As an interviewee, O'Toole was a dry, wonderful crowd-pleaser with many a tale and aside to tell. Asked by one audience member if he ever found himself at odds with directors, the actor declared, "I have never found myself at evens." Someone else wanted to know if O'Toole's feud with producer Sam Spiegel ever waned, and he said that it did not, but he got great pleasure out of sneaking onto the man's yacht one night and thieving his cigars. Ebert confessed at one point, as we could sense he might have to, that, "I feel like my questions are really just interruptions, and you could pretty much talk all night. I think you might have a truly great story for every question we could ask you."

O'Toole will be appearing in two productions over the course of the festival. Unfortunately we don't seem to be getting a print of "Lawrence of Arabia", but we will have the opportunity to view a filmed performance of the stage play "Jeffrey Bernard is Unwell" (shown on British television last year), as well as the rare but allegedly sensational TV movie "Rogue Male", adapted by the BBC in 1976 from the Geoffrey Household novel about a man whose one mission is to assassinate Adolf Hitler.
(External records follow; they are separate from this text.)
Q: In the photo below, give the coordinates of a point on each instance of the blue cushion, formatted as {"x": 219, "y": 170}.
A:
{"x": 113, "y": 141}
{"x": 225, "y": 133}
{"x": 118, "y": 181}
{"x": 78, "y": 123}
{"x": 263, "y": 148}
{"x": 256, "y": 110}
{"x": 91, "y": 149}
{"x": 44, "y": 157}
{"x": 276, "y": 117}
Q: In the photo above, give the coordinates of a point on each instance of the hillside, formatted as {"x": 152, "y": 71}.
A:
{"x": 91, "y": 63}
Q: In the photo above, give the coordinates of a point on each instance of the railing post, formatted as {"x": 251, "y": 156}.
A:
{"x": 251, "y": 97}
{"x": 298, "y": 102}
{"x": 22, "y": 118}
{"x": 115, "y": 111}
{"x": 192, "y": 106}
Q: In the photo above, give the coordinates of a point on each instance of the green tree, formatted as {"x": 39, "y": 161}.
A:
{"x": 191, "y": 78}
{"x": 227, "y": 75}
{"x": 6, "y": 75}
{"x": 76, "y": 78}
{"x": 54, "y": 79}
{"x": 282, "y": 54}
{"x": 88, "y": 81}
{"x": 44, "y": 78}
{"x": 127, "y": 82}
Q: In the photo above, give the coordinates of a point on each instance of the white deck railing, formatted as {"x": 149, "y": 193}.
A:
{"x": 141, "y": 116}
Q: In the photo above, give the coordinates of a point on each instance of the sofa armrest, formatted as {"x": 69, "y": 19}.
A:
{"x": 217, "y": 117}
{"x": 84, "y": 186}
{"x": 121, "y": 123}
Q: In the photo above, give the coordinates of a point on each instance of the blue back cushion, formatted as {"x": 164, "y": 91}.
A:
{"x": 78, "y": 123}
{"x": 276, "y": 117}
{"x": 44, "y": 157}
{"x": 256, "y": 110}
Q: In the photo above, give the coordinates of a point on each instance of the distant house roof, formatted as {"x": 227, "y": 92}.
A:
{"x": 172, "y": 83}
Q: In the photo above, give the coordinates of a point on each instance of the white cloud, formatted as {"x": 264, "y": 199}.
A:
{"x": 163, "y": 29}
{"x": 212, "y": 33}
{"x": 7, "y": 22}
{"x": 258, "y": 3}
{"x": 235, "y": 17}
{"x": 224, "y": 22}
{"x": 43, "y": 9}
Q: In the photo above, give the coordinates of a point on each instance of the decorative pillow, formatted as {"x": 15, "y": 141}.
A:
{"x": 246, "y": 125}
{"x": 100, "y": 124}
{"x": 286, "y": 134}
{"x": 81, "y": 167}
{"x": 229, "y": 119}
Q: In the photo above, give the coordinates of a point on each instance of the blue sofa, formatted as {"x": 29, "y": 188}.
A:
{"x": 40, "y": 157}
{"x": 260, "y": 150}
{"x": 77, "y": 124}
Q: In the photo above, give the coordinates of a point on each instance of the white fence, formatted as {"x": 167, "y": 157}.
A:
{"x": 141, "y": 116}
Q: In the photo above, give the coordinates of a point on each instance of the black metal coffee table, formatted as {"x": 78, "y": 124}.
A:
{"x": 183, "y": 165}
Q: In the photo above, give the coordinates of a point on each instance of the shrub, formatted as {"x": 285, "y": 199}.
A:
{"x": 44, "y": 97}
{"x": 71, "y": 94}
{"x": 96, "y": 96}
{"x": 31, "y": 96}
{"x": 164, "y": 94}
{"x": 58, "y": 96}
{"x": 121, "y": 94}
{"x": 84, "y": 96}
Tonight's festivities were for me round up with the screening of "Ikiru", directed by Japanese master Akira Kurosawa in 1952. That's another classic I had shamefully not seen until tonight, and if I had trouble keeping my eyes open towards the finale, let that be no reflection on the picture, which was very engrossing indeed. It's the story of a civil servant widower who lost all passion for his job decades ago; his excuse in plugging away without joy has been that leading a dull life is okay if it's for the purpose of being a responsible single parent. As the movie opens, the man realises that he has stomach cancer, and must do something of value or fun before his life ends. Kurosawa dips into flashbacks, but two sections dominate the structure of the film: the story of the old man struggling to master his final months, and his eventual wake, in which colleagues discuss the actual merits of his seemingly noble and diligent final acts.
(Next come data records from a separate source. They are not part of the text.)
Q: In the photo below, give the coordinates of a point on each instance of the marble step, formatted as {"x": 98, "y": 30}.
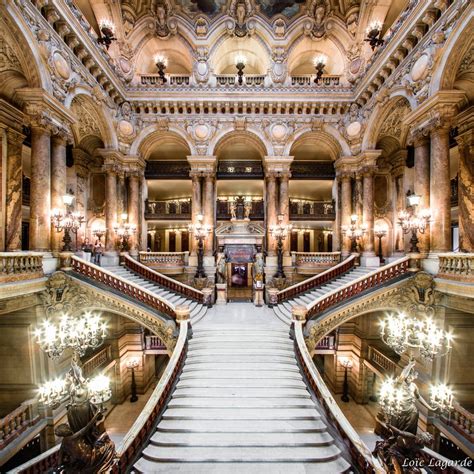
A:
{"x": 293, "y": 414}
{"x": 242, "y": 426}
{"x": 146, "y": 466}
{"x": 242, "y": 439}
{"x": 246, "y": 454}
{"x": 235, "y": 403}
{"x": 242, "y": 392}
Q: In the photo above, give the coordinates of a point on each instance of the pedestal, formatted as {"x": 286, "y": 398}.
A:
{"x": 221, "y": 293}
{"x": 258, "y": 299}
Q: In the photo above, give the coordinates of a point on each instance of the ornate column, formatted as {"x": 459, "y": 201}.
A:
{"x": 465, "y": 140}
{"x": 271, "y": 211}
{"x": 40, "y": 198}
{"x": 346, "y": 209}
{"x": 110, "y": 206}
{"x": 58, "y": 181}
{"x": 13, "y": 191}
{"x": 134, "y": 208}
{"x": 440, "y": 190}
{"x": 208, "y": 206}
{"x": 421, "y": 144}
{"x": 284, "y": 203}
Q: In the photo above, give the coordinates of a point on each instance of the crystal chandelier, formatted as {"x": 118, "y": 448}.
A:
{"x": 79, "y": 334}
{"x": 402, "y": 333}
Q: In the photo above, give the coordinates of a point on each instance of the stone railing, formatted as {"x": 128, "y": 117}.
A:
{"x": 359, "y": 452}
{"x": 122, "y": 286}
{"x": 162, "y": 280}
{"x": 382, "y": 361}
{"x": 97, "y": 361}
{"x": 456, "y": 266}
{"x": 172, "y": 80}
{"x": 165, "y": 261}
{"x": 17, "y": 421}
{"x": 306, "y": 80}
{"x": 134, "y": 441}
{"x": 462, "y": 421}
{"x": 310, "y": 262}
{"x": 154, "y": 343}
{"x": 16, "y": 266}
{"x": 318, "y": 280}
{"x": 355, "y": 288}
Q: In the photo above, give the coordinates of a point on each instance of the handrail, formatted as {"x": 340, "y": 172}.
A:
{"x": 132, "y": 444}
{"x": 163, "y": 280}
{"x": 355, "y": 287}
{"x": 317, "y": 280}
{"x": 360, "y": 453}
{"x": 125, "y": 287}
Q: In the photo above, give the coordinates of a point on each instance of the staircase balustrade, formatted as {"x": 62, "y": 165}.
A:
{"x": 134, "y": 441}
{"x": 17, "y": 266}
{"x": 122, "y": 286}
{"x": 162, "y": 280}
{"x": 370, "y": 280}
{"x": 359, "y": 452}
{"x": 316, "y": 281}
{"x": 456, "y": 266}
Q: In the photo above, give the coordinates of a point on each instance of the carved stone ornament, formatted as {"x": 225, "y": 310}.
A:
{"x": 415, "y": 296}
{"x": 64, "y": 294}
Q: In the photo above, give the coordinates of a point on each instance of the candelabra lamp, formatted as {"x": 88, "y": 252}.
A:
{"x": 240, "y": 63}
{"x": 380, "y": 233}
{"x": 161, "y": 64}
{"x": 132, "y": 364}
{"x": 347, "y": 364}
{"x": 280, "y": 232}
{"x": 319, "y": 64}
{"x": 414, "y": 220}
{"x": 124, "y": 231}
{"x": 374, "y": 32}
{"x": 67, "y": 221}
{"x": 98, "y": 232}
{"x": 200, "y": 232}
{"x": 354, "y": 232}
{"x": 107, "y": 33}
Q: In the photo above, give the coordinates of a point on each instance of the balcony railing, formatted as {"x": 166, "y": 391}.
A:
{"x": 307, "y": 80}
{"x": 16, "y": 266}
{"x": 312, "y": 210}
{"x": 179, "y": 209}
{"x": 456, "y": 266}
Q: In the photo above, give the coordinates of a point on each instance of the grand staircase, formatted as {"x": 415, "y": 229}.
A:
{"x": 198, "y": 310}
{"x": 241, "y": 405}
{"x": 283, "y": 310}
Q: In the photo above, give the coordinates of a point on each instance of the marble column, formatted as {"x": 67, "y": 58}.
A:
{"x": 421, "y": 145}
{"x": 346, "y": 210}
{"x": 110, "y": 209}
{"x": 271, "y": 214}
{"x": 284, "y": 206}
{"x": 208, "y": 211}
{"x": 58, "y": 184}
{"x": 466, "y": 190}
{"x": 134, "y": 209}
{"x": 440, "y": 191}
{"x": 14, "y": 178}
{"x": 40, "y": 198}
{"x": 368, "y": 212}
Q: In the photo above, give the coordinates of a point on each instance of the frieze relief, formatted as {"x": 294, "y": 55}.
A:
{"x": 64, "y": 294}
At the centre of "Ikiru" (which translates as "To Live") are the massive issue of mortality and the thoughtful, poignant performance by Takashi Shimura, but Kurosawa also managed to find moments of humour in the oddest places. The wake sequence is brilliant in the way it gets laughs both sad and pure out of drunkenness and bad logic, satirises bureaucracy and its servants, and also lets us think about the meaning of life, whether a wasted life can secure a legacy by attempting to redeem itself near the end, and whether those attempts at redemption, if successful, actually qualify a life as meaningful.

Tomorrow I'm scheduled to see "Bowling for Columbine" and "Ken Park". I should also be attending a tribute to Paul Schrader, followed by the screening of "Auto Focus". If I can get up for 7am, I can make it to the 9.15am revival of "Scarecrow", the acclaimed 1973 picture by Jerry Schatzberg starring Al Pacino and Gene Hackman. I'm writing the first draft of this at about 3.20am. How do you like my chances?